Drawing the Line: What Constitutes Harboring Under the Alien Harboring Statute?
The harboring provision of the Immigration and Nationality Act, 8 U.S.C. §1324(a)(1)(A)(iii), criminalizes the act of “concealing, harboring, or shielding from detection” any alien who is unlawfully present in the United States. This statute has recently received increased public attention following statements by Tom Homan, who was appointed to oversee immigration policy by the current administration. Mr. Homan has noted in public remarks that it is “a felony to knowingly harbor and conceal an illegal alien from immigration authorities” and that he intends to push for enforcement of this law. See, Alec Hernández, “Tom Homan takes to conservative media to outline Trump's plan for mass deportations,” NBC News (Dec. 11, 2024).

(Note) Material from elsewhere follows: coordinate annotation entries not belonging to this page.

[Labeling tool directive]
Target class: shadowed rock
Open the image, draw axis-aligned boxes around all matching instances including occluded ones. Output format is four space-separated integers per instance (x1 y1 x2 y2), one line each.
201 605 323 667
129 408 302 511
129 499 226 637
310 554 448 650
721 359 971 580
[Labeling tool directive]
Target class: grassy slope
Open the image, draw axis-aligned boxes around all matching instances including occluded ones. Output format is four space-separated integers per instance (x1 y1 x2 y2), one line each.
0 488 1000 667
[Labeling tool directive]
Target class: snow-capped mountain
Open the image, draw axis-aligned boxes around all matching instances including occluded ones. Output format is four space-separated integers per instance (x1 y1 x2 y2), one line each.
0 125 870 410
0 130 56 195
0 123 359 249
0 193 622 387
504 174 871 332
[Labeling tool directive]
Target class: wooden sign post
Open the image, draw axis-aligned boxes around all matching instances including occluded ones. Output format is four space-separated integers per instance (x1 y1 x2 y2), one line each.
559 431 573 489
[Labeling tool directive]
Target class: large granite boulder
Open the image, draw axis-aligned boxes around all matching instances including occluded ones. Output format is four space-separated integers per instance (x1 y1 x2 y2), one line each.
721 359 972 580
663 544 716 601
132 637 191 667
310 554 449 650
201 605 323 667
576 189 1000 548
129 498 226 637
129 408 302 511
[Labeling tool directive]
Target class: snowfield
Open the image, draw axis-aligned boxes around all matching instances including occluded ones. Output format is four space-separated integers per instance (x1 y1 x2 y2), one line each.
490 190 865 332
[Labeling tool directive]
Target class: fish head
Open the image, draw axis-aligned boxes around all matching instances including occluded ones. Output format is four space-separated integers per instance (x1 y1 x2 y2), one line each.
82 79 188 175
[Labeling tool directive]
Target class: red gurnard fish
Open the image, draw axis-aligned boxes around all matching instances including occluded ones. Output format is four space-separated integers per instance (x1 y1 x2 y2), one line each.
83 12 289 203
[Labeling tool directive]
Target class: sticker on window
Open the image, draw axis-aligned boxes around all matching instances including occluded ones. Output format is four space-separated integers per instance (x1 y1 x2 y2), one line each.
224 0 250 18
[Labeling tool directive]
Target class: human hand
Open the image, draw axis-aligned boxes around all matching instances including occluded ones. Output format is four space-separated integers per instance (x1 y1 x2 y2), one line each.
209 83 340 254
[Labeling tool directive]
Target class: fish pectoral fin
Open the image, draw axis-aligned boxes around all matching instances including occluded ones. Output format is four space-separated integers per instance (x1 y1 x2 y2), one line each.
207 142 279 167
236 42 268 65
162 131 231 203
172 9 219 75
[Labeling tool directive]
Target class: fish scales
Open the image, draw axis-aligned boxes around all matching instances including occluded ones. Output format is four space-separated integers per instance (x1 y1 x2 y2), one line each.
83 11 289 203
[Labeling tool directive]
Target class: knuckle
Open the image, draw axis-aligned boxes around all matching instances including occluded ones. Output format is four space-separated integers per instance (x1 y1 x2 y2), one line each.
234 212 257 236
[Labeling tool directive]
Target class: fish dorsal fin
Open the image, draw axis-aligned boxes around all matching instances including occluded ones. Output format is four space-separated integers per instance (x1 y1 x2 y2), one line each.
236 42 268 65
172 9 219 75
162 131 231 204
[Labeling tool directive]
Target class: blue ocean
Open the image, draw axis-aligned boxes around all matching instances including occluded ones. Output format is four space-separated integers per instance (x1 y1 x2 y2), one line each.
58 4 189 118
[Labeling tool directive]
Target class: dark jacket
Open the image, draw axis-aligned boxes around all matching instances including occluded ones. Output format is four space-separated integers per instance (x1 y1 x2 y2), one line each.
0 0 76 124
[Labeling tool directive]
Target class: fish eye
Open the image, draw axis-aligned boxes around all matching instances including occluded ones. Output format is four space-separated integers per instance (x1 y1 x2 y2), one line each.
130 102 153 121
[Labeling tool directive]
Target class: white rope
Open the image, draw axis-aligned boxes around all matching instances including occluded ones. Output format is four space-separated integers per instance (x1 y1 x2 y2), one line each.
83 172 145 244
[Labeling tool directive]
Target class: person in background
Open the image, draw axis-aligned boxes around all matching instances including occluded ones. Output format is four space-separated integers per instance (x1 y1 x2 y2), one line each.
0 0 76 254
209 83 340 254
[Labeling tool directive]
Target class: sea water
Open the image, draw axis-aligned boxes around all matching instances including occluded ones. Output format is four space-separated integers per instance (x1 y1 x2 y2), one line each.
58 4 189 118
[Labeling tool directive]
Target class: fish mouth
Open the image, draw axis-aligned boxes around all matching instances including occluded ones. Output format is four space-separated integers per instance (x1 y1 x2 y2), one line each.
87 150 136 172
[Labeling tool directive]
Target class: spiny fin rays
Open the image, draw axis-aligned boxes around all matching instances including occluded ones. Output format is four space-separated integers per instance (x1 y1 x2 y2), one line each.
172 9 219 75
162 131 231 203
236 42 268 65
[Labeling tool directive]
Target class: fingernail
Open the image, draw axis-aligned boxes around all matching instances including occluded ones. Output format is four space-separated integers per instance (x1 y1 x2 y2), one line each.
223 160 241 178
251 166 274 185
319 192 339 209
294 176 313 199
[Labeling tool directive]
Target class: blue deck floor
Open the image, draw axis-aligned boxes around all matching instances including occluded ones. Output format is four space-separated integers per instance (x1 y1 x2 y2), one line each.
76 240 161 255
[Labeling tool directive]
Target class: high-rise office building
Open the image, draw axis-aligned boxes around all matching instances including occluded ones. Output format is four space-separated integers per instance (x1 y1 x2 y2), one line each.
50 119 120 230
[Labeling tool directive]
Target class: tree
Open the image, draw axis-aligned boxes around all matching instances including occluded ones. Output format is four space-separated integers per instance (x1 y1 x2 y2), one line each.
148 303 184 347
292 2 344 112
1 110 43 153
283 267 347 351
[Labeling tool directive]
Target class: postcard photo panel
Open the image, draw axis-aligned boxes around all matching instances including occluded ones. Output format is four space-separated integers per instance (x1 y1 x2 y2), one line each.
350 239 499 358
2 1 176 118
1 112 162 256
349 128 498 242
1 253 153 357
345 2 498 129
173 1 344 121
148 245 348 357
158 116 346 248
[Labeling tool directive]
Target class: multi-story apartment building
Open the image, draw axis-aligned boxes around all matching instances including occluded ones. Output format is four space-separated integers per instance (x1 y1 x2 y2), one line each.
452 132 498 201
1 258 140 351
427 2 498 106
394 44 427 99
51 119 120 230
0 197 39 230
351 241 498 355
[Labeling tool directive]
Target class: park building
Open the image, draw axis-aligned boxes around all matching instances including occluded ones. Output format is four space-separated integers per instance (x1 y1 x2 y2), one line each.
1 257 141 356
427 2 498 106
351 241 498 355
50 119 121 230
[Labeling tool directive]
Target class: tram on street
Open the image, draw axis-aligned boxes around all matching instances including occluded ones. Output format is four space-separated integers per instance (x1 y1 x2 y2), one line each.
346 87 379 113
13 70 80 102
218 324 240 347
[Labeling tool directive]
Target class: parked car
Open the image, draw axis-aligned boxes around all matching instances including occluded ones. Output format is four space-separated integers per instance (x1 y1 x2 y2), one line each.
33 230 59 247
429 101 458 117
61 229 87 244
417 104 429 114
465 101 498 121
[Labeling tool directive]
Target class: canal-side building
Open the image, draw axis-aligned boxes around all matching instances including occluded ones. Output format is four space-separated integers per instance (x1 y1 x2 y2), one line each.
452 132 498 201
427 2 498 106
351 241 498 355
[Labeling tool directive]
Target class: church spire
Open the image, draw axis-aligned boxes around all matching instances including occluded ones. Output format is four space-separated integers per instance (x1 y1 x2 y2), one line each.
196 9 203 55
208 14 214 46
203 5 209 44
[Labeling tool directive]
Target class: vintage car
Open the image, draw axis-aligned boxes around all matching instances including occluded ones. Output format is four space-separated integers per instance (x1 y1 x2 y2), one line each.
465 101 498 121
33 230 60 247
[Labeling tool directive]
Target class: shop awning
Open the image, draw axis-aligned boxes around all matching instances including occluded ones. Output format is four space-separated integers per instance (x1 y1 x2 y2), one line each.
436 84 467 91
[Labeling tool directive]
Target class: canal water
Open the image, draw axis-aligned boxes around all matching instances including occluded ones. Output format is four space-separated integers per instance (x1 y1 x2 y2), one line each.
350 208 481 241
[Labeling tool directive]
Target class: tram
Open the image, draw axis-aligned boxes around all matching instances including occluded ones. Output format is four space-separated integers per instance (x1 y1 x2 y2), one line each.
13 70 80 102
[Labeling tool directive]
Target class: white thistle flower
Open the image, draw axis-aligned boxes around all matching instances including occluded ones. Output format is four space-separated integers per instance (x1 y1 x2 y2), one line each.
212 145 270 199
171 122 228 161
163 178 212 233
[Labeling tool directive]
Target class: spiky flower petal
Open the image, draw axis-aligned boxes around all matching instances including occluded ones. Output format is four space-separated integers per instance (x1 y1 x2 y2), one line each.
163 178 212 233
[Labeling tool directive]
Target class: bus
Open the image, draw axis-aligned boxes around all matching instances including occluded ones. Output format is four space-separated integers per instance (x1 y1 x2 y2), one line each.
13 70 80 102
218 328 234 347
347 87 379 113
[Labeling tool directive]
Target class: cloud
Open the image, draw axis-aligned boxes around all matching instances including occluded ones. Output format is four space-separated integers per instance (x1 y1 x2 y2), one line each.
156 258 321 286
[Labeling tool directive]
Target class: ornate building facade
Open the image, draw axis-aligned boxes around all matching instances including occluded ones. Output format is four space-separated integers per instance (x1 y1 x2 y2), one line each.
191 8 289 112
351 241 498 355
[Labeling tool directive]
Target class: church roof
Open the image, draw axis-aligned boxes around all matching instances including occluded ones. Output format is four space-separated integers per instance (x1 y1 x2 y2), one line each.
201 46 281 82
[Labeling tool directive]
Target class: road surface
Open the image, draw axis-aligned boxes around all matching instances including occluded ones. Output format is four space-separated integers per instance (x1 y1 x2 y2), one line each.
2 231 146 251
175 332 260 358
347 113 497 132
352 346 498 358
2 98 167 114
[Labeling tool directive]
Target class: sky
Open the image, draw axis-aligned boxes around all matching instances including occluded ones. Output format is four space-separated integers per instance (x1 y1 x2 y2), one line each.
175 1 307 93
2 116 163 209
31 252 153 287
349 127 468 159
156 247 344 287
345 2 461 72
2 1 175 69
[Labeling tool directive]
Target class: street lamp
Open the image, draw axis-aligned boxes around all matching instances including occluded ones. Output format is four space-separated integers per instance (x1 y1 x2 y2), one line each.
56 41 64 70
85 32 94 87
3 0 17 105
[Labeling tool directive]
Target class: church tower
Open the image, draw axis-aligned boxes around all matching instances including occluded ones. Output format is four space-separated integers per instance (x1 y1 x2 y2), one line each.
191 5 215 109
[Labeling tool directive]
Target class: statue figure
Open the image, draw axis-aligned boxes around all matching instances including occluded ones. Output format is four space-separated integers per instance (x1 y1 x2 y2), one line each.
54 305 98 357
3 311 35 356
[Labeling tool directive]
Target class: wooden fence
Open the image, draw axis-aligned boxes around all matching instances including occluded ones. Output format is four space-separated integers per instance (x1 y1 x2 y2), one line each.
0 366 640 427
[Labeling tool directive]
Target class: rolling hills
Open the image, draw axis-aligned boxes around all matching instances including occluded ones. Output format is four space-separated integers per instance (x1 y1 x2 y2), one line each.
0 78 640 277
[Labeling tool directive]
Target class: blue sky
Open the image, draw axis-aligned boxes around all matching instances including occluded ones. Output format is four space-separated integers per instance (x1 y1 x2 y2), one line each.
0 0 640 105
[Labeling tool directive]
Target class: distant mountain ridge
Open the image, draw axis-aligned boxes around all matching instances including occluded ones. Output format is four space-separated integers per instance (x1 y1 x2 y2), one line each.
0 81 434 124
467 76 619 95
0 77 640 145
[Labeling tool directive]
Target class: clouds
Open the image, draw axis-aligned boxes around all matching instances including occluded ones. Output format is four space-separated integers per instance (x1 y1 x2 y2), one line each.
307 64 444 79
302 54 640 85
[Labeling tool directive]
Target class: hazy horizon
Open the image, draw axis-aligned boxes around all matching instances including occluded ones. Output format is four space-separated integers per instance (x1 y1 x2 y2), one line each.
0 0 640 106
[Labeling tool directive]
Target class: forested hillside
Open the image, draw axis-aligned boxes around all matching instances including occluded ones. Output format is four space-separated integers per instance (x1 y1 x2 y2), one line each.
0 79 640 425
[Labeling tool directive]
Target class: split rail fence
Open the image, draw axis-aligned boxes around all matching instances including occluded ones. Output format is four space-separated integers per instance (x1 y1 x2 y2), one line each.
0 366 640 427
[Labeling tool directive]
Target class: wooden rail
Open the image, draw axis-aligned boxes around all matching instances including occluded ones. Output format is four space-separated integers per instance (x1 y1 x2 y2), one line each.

These are matters of serious concern. But what actually is prohibited by the federal harboring statute? While the statute’s language may appear expansive upon first read, judicial interpretations have imposed meaningful limits to avoid criminalizing benign or constitutionally protected conduct. This article examines a few federal cases to illustrate the doctrinal contours of harboring — drawing a clear distinction between active concealment and passive accommodation. Through comparative analysis, it becomes evident that courts require affirmative acts designed to thwart immigration enforcement for a conviction under §1324(a)(1)(A)(iii). In particular, comparing decisions in which courts have found sufficient evidence for harboring with those decisions in which courts came to the opposite conclusion sheds light on the crucial distinction between what is legal and illegal. Given the apparent prioritization of immigration by the new administration, it is important for white-collar defense counsel to become more familiar with these legal issues, as employees and individuals may face prosecution for harboring.